Irma Thomas and Lieutenant Governor Mitch Landrieu on Friday April 23, 2010. [Credit: Laura Brown]
On Friday in New Orleans at the outset of the annual Jazz and Heritage Festival, Lieutenant Governor Mitchell J. Landrieu held a roundtable discussion featuring insightful panelists including Grammy winners Irma Thomas, Terrance Blanchard and Terrence Simien.
Landrieu’s central question for the panel concerned how and why New Orleans and Louisiana have failed to capitalize on their unique culture, music and art, and also why other outside entities have been able to do so.
For Terence Blanchard, a musician with a storied career who also now serves as the Artistic Director at the Thelonious Monk Institute of Jazz in New Orleans, the answer could be found in something Herbie Hancock told him after Hurricane Katrina decimated the city. “New Orleans is the heart and soul of American music,” the seminal Chicago jazz musician told Blanchard. “Whatever New Orleans does, the rest of the country follows.”
Jan Ramsey, the activist and influential publisher of Offbeat magazine, focused on the roles brands play. “The challenge is to take our culture and make the business people recognize what New Orleans brings,” she told the panel. Ramsey cited the ubiquitously referenced HBO series Treme as a good example of ways to expose a new audience to what New Orleans brings. Ultimately, she said, New Orleans’s “resource is culture, not money.”
Outside as the day’s storms began to rage, Landrieu reminded everyone that Jazz Fest is a business—and behind that business are 800 other small businesses: the food vendors, crafts sellers, and the musicians themselves.
Paul Arrigo, the President of the Baton Rouge Convention and Visitors Bureau, told the panel about the process for creating the largest outdoor country festival, Bayou Country SuperFest. The effort brought together the diverse entities of the music indusrtry, sports industry, Lousiana CVB and Lousiana state government. Kicking off its inaugural year in Baton Rouge at LSU’s Tiger Stadium on May 29 and 30, it would seem to be a major win for the state.

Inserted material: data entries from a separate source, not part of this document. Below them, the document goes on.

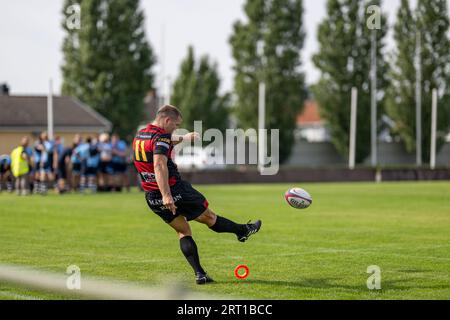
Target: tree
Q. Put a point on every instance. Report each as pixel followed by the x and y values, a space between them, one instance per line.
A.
pixel 431 20
pixel 196 93
pixel 344 60
pixel 267 48
pixel 401 101
pixel 108 61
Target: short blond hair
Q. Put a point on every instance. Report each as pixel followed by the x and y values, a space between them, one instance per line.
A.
pixel 169 111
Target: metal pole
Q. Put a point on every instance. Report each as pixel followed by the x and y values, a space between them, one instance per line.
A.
pixel 352 149
pixel 418 101
pixel 373 107
pixel 261 126
pixel 433 130
pixel 167 90
pixel 50 111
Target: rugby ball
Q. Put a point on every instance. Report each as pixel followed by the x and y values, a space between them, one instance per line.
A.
pixel 298 198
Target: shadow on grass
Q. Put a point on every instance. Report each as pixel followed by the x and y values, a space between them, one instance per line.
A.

But even with successes like Treme, SuperFest and Jazz Fest close at hand, the topic which kept surfacing among the group was why cities like Nashville and Austin have so successfully monetized music and New Orleans, no doubt richer in musical history and with a more embedded musical life in the culture, has failed. Ramsey brought up the importance Nashville places on songs and songwriting, often the driving forces of monetization in the music industry. Nick Spitzer, the host and producer of the American Routes radio program, said New Orleans “needs to focus on quality of delivery.” Similarly, Blanchard pointed to the fact that the large pool of talent in the city needs to be identified as “one brand.”
These points and others were insightful, but none seemed to present the magic bullet answer to how New Orleans would monetize (without commercializing) their music and culture.
The musicians seem to be doing their part, they insisted. Thomas and Blanchard both discussed the strong reactions of fans throughout the country and the world when they bring their distinctive New Orleans style on the road. Perhaps the answer lies not in the insularity of the music and musicians, but rather in the insularity of the music industry in New Orleans. The panel continued to bring up Nashville, the thorn in New Orleans’s side.
With monetizing the music industry firmly on the agenda of Landrieu, it will be interesting to see if by doing more business with the established entities in major music markets like Nashville, Los Angeles and New York, whether New Orleans will find better ways to profit off its art. After all, Landrieu said, “New Orleans is the musical capital of the world. We just don’t call ourselves that.”